Note please that FERPA includes both rights and privacy. The rights are invoked for the parents or legal guardians of students who are under the age of majority (in Indiana that is 18 years old). Those parents and legal guardians must be granted access to virtually all educational records. Only in rare and special cases can that access be denied. The rare case would be one such as a completely personal record kept by a faculty member which is not shared with any other person. The special cases include certain records of physicians and psychologists and police agencies. Even those must ordinarily be available to parents, guardians, and of course, students. Students who are over the age of majority fall into the second part - the privacy part. Even the parents cannot see most educational records of their children unless they jump through several statutory "hoops", including a showing of dependency (in the tax sense).

So, the other half of that is the privacy part. The educational records, described briefly above, are considered to be confidential. We cannot post grades which link to students. We cannot give the test paper of one student (with a grade on it) to another student even if that person is a spouse. There is the statutory mandate of an expectation of privacy of those records. The student ID number (usually the social security number, but not always) must not be released. We can all imagine a situation in which a record contains the student's name and ID number as well as the parent's names. Using the mother's name and public records on marriage certificates, the intruder could have all the elements needed to steal a person's identity - name, SSN, mother's maiden name. Not a good situation. All records generated in an experience site are included in the expectation of confidentiality.
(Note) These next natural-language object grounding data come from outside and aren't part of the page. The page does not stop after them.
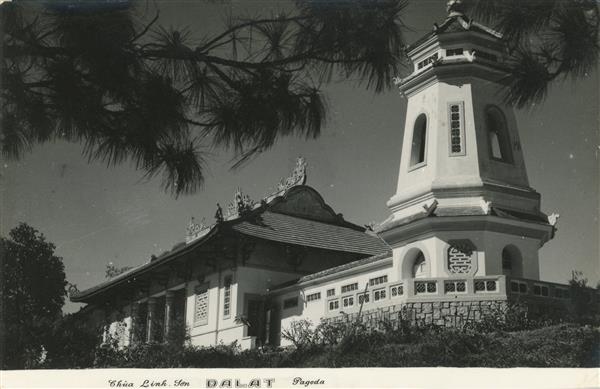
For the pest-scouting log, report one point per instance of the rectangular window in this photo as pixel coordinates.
(201, 305)
(455, 287)
(334, 305)
(396, 290)
(457, 130)
(313, 297)
(485, 55)
(378, 280)
(348, 301)
(485, 286)
(379, 295)
(454, 52)
(363, 298)
(425, 287)
(349, 287)
(562, 293)
(290, 303)
(227, 297)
Verbally transferring information is equally protected. There can absolutely not be any discussion of the performance or evaluation of a student with another student. While comparisons may seem to stimulate activity - those are forbidden. Giving information which leads to the location of a student to a non-program person is not allowed. Persons who want to contact students should leave their name and number which is forwarded to the student so that the student can make the decision to contact or not contact the caller. You can release certain information - it is commonly called "directory information" - easy to identify because it is the kind of information you do find in a phone directory. If you have more than one student, evaluations should be done separately. It is perfectly acceptable to talk to two or more students together, as long as evaluation and grading does not enter into the conversation. That is confidential information.

If this seems like over kill - it probably is. But given the nature of the law, it seems better to err on the side of over reaction. Students have both an ethical and legal expectation of being able to see their own records and have those records protected from unwanted intrusion. We all need to work to achieve statutory compliance. When in doubt - don't release it. Any questions about FERPA can be directed to your instructor.